In univariate logistic regression analysis, adults who took at least two antihyperglycemic and at least two antihypertension drugs (OR = 1.871; 95% CI, 1.406-2.491) and those taking at least two antihyperglycemic drugs with one microvascular or macrovascular complication (OR = 1.654; 95% CI, 1.242-2.202) were more likely to have hypercortisolism. The odds for hypercortisolism was increased for adults taking tirzepatide (Mounjaro, Eli Lilly; OR = 1.82; 95% CI, 1.187-2.79) or an SGLT2 inhibitor (OR = 1.687; 95% CI, 1.265-2.251). Hypercortisolism odds increased with each additional antihyperglycemic medication class a person was taking (OR = 1.211; 95% CI, 1.046-1.402).
Ties to cardiovascular disease
Adults taking antihypertensive medications has increased odds for hypercortisolism (OR = 2.109; 95% CI, 1.383-3.216) and the odds for hypercortisolism were increased for all types of antihypertensive medications assessed except for angiotensin-converting enzyme inhibitors. Increased odds for hypercortisolism were also observed for adults taking lipid medications (OR = 1.771; 95% CI, 1.171-2.679), psychiatric medications (OR = 1.526; 95% CI, 1.126-2.069) and analgesics (OR = 1.55; 95% CI, 1.145-2.097) compared with adults not taking those medication types.
The prevalence of any cardiac disorder was higher among adults with hypercortisolism than those without hypercortisolism (33.2% vs. 20.6%; P < .0001). Vivian Fonseca, MD, FRCP, professor of medicine, assistant dean for clinical research, Tullis-Tulane Alumni Chair in Diabetes and chief of the section of endocrinology and metabolism at Tulane University School of Medicine, also noted adults taking three or more hypertension medications had higher odds for hypercortisolism as adults taking fewer than three hypertension medications (OR = 2.078; 95% CI, 1.509-2.861).
“The odds of having hypercortisolism was twice as high in those taking at least three antihypertensive drugs,” Fonseca said during a presentation. “The overall prevalence of hypercortisolism in these patients, which reflect the kind of patients I see in my clinic, was 35%.”
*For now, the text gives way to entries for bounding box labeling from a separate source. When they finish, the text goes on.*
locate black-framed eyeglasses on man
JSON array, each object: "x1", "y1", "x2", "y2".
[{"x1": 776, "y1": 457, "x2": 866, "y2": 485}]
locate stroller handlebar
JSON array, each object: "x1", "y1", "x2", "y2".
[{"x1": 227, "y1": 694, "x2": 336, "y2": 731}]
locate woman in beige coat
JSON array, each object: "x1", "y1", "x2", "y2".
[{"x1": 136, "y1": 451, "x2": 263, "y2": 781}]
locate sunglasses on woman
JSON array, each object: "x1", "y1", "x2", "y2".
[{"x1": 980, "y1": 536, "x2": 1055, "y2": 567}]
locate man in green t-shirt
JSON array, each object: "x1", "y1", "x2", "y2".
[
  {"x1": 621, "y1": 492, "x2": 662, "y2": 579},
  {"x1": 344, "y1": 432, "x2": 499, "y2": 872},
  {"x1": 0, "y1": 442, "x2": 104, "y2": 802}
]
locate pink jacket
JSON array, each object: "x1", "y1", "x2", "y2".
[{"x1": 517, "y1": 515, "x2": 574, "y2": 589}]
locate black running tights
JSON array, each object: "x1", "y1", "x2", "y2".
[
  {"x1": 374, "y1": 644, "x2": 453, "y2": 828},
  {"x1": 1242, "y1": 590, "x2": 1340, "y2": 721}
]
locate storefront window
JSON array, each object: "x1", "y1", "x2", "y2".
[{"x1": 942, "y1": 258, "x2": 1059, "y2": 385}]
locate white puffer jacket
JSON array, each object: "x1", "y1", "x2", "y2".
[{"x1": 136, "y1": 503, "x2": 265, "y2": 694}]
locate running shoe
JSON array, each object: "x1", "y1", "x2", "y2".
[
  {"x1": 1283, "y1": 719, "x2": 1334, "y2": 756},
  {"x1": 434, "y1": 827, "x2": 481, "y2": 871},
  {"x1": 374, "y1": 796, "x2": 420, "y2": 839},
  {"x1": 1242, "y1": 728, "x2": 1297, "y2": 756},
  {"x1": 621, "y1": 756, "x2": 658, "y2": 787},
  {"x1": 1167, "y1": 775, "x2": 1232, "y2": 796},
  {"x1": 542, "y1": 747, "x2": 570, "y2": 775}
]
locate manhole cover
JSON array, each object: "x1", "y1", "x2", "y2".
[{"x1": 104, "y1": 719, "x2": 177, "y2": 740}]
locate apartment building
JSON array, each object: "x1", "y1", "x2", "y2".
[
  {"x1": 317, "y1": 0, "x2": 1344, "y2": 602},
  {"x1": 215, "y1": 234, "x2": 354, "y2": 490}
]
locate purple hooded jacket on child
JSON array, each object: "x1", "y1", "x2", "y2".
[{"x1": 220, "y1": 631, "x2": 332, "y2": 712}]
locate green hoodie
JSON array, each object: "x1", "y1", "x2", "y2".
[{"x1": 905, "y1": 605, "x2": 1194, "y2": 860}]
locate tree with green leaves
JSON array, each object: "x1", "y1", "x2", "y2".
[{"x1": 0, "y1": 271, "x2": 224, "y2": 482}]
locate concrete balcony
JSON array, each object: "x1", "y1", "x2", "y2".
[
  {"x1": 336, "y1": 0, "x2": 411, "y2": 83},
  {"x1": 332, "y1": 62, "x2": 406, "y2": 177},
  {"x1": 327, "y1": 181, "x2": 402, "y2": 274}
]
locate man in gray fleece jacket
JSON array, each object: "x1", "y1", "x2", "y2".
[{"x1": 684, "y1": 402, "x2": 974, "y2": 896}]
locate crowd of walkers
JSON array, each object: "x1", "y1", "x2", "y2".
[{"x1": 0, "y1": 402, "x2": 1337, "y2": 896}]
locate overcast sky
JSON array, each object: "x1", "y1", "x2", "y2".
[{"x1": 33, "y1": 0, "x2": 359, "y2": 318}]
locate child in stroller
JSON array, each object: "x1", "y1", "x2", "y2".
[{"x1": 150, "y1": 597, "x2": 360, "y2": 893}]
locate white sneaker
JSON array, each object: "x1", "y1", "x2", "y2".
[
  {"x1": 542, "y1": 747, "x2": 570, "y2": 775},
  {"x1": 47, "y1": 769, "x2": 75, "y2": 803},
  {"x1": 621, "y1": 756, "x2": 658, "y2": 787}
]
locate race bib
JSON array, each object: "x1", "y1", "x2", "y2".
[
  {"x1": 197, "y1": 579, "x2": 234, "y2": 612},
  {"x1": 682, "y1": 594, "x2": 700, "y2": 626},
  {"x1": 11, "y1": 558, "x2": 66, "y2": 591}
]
Of adults with hypercortisolism, 66% had no imaging abnormality found on a CT scan, whereas 23.2% had a unilateral adrenal adenoma, making them potential candidates for surgery, according to Fonseca.
“People normally come in with an adrenal adenoma and then we do the DST,” Fonseca said. “We’ve done it the other way around, not knowing that 23% of them had an adrenal adenoma.”
The odds of having an abnormal adrenal CT scan were higher in men vs. women and for adults with a higher medication burden.
Potentially ‘paradigm changing’
After identifying adults with hypercortisolism, researchers will assess the efficacy of medical therapy in part two of the CATALYST trial. The trial’s second part is ongoing and scheduled to be completed in the fourth quarter. In part two, 136 adults diagnosed with hypercortisolism in part one were randomly assigned, 2:1, to mifepristone (Korlym, Corcept Therapeutics), a cortisol receptor blocker, or placebo for 24 weeks. The primary outcome of part two is change in HbA1c from baseline to week 24.
The findings from part two of the trial could have enormous implications on the treatment of type 2 diabetes and potentially other cardiometabolic diseases in the future, according to Buse. He said if mifepristone demonstrates efficacy, it could lead to a new pathway for treating diabetes among adults not responding to other medications.
Buse added the study could have implications beyond medical therapy. The higher than expected prevalence of hypercortisolism could call for changes in screening guidance. However, Buse said part two of the CATALYST study needs to be completed to see whether treating adults with hypercortisolism and poorly controlled type 2 diabetes with mifepristone shows a benefit.
“If the second half of the study is positive ... I would push very hard [for guideline changes],” Buse told Healio. “I think this is paradigm-changing data, but we need the second part of the experiment to push.”